Meloni afirma que seus oponentes se desesperam por ela ser bem-sucedida, e que associá-la a Mussolini, Hitler ou Putin é ridículo,”afinal, eu apoio a Ucrânia”. Numa entrevista, aconselhou seus críticos a olharem para o exemplo da França ou da Alemanha, onde, segundo ela, partidos de ultradireita conseguiram bons resultados eleitorais sem que ocorresse um “escândalo”. “Por que deveria funcionar de forma diferente na Itália?”

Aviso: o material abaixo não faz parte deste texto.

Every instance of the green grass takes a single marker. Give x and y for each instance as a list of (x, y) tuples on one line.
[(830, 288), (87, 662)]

Se vier a liderar o governo italiano, a chefe partidária espera instrumentalizar o peso do seu país na UE para transformar o bloco numa mera união econômica informal. Numa entrevista recente à emissora pública RAI, afirmou que o presidente francês Emmanuel Macron está enfraquecido pela falta de uma maioria no parlamento, e que o chanceler federal alemão, Olaf Scholz, ainda está tentando firmar seu governo.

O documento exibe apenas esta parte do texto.